Courts have noted a historic lack of enforcement for violations of blocking laws for the purposes of American litigation, which weighs in favor of disclosures. While courts rarely yield to blocking laws when ordering discovery, such laws may be relevant when considering “sanctions in the event that a discovery order is disobeyed by reason of a blocking statute.” In re Parmalat Sec. Litig., Case No. 04MD1653, 2006 WL 3151391, at *2 (S.D.N.Y. Nov. 2, 2006).
Privacy regulations are not blocking statutes
Swiss banking regulations were a notable exception to courts reticence to consider foreign laws. However, as one court observed, “Swiss [banking] laws are not blocking statutes—laws intended to thwart foreign discovery—but rather substantive laws designed to protect the right of privacy on which Switzerland places great importance.” Rotstain v. Trustmark Nat’l Bank, Case No. 3:09-CV-2384, 2015 WL 13031698, at *4 (N.D. Tex. Dec. 9, 2015).

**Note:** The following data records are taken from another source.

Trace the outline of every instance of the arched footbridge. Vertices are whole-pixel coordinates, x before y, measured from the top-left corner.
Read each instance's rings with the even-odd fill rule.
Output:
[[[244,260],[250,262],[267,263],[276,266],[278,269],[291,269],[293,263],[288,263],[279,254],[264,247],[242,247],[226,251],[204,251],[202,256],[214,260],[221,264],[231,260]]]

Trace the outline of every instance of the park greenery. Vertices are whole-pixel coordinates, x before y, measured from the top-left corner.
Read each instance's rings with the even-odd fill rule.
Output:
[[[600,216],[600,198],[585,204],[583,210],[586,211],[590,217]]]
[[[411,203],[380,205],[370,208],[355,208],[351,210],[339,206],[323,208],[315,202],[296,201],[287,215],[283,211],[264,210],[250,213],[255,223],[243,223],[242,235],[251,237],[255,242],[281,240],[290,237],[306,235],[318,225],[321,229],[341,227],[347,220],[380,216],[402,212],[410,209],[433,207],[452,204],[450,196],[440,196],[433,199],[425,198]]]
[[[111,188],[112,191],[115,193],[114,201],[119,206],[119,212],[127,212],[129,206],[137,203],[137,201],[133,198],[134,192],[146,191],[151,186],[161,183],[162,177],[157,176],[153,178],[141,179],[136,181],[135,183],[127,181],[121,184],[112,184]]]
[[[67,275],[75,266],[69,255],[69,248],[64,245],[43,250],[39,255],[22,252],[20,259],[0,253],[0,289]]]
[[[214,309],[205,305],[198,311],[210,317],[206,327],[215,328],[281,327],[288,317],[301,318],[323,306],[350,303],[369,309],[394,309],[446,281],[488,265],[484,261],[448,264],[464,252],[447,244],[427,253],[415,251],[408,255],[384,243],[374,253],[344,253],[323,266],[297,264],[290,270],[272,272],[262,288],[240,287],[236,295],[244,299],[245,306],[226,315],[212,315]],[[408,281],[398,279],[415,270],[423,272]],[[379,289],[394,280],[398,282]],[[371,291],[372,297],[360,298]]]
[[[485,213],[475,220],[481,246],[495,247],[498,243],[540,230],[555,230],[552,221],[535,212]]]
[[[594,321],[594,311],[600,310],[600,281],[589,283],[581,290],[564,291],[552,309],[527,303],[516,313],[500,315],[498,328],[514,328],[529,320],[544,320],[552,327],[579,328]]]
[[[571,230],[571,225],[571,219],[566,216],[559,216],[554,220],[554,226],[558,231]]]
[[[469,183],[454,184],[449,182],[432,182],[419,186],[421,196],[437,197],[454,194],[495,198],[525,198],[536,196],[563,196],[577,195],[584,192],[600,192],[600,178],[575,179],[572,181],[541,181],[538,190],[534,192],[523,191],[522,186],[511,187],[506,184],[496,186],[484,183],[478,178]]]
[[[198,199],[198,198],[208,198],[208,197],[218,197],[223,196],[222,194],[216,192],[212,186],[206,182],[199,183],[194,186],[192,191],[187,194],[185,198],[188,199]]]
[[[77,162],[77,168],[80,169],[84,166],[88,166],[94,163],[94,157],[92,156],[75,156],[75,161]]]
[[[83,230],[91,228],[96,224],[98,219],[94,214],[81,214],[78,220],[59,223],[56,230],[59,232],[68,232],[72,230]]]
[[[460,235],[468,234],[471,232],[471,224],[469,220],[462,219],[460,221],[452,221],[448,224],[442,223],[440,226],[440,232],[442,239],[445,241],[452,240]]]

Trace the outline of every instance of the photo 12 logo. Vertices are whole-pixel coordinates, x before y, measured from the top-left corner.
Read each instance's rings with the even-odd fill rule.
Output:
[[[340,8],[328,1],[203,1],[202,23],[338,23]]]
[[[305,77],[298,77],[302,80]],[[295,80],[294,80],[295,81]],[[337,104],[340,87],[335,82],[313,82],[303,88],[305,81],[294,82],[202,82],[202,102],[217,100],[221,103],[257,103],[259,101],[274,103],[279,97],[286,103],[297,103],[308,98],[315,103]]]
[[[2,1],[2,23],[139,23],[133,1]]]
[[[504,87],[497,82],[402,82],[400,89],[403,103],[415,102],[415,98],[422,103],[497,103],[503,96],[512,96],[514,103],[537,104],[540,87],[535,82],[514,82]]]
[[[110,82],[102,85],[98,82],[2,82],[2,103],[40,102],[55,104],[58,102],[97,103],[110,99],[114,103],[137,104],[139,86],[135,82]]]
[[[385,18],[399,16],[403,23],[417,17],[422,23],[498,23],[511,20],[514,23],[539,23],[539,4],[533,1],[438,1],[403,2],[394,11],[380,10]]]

The GDPR and other foreign privacy statutes are arguably in this same category.
While the GDPR and other foreign privacy statutes do not prevent the discovery of relevant material in US litigation, parties can—and should—request protective orders as appropriate to limit exposure of sensitive information. As US jurisdictions enact their own privacy laws and courts increasingly grapple with protecting such information, court orders are likely to adopt language and terms that correspond with privacy regulation requirements. Litigants, however, should not misuse privacy regulations for strategic litigation delay or for obstructing discovery.